Станция. Мать. Братишка. Переполненный пульман. На соседних путях воинский эшелон. Младший ничего не понимает, а вот он, Алексей, машет нашим солдатам, рассматривает зачехленные, опущенные книзу хоботы орудий. Ему интересно все. И как у ополченцев завязаны обмотки, и где они берут гуталин, и как примкнуть штык. А потом мать послала его за кипятком к титану на станции. Он побежал, и начался ад. Небо раскололось на множество мелких цветных стеклышек, как в детском калейдоскопе. Но главное, звук, от которого все обрывалось в низу живота и нестерпимо хотелось стать маленькой мышью, забиться в уголок или щель и больше никогда-никогда не выходить оттуда. Даже к маме. Даже к братишке.

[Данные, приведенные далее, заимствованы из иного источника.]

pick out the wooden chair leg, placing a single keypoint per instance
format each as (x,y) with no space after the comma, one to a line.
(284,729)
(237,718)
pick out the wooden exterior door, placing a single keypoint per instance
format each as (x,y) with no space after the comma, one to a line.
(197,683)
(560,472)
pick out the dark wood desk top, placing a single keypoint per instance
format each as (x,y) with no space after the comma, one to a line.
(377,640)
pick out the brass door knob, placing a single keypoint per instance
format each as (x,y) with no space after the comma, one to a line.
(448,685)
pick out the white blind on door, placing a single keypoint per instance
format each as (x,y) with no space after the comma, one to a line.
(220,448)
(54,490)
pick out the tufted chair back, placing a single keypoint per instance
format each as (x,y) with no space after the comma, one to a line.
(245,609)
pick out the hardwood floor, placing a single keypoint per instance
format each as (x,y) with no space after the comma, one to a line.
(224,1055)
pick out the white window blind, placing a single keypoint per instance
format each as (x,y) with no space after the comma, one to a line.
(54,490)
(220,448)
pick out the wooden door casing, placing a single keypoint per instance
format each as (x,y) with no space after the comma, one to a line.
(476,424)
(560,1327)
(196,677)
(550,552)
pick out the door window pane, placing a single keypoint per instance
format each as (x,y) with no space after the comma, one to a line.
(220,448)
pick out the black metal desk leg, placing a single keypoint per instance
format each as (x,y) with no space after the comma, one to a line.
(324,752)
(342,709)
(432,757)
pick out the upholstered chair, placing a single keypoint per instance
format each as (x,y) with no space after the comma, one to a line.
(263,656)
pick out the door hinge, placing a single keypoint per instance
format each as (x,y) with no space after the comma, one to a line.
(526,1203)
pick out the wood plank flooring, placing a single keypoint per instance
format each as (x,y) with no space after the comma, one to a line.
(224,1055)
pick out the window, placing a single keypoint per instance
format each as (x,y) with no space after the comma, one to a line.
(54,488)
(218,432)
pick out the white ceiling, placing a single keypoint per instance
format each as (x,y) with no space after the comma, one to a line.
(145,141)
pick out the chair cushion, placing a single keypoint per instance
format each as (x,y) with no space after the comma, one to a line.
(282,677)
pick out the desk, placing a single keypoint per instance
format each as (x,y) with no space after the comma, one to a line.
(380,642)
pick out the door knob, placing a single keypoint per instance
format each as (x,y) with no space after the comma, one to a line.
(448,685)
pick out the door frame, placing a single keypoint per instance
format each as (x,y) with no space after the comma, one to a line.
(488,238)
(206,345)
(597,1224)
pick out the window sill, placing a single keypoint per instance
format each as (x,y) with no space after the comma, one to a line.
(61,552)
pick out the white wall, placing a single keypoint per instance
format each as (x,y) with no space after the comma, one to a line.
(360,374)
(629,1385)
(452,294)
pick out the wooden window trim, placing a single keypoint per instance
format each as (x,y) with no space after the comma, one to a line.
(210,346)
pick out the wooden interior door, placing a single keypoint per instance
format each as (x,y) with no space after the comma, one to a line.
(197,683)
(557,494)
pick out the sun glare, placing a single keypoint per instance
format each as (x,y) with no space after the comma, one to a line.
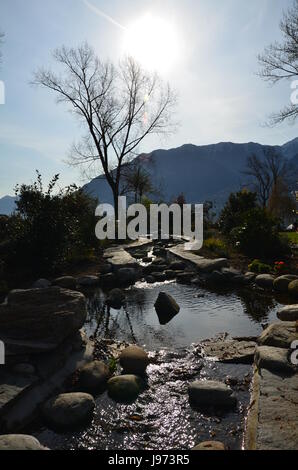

Рвануло так, что посыпались потолочные балки. Совсем рядом соседу такой балкой разнесло голову. Мальчик увидел, как она исчезла, а в лицо ему брызнуло чем-то горячим. Больше ничего не помнил. Откопали случайно. От станционного здания остались одни полутораметровые стены. Умели строить при царе. На пожарище копошились местные жители в надежде добыть из-под обломков годное для хозяйства.

Мальчик ничего не соображал. Его погрузили в вагон следующего в тыл поезда с эвакуировавшимся детским домом. Так он оказался в Перми.

Алексей сидел истуканом около костра, и на его холодное тело садилась роса. Глаза были бессмысленно открыты, и в них, отражаясь, плясали языки пламени. Колдун подкрался сзади и начал нашептывать на ухо одному ему известные слова. Затем внезапно поднял бубен и ударил в его тугую кожу.

Все. Боцман очнулся. Посмотрел вокруг ничего не видящими и непонимающими глазами. Его отвели спать. Поутру запрягли лошадь.

Собственно, дороги обратно не помнил вовсе. Очнулся только на причале. Был одет в аккуратно постиранную и зашитую форменку.

Маньчжурка подтолкнула его к трапу, где собралась уже вся команда.

Это потом лоцман скажет, как уговаривал капитана задержаться, не списывать моториста на берег, придумывал разные предлоги, а когда и это не помогло, он, самый старший, напился. А ведь его самого могли наказать в первую голову. И дождались. Алексей, молчавший всю обратную дорогу, доложился капитану судна, без единой запинки отбарабанив общепринятый текст. Без картавинки, без заикания.

И простили. Простили. Две недели на камбузе пролетели незаметно, а в Комсомольске он сразу же пошел к начальству Амурского речного пароходства.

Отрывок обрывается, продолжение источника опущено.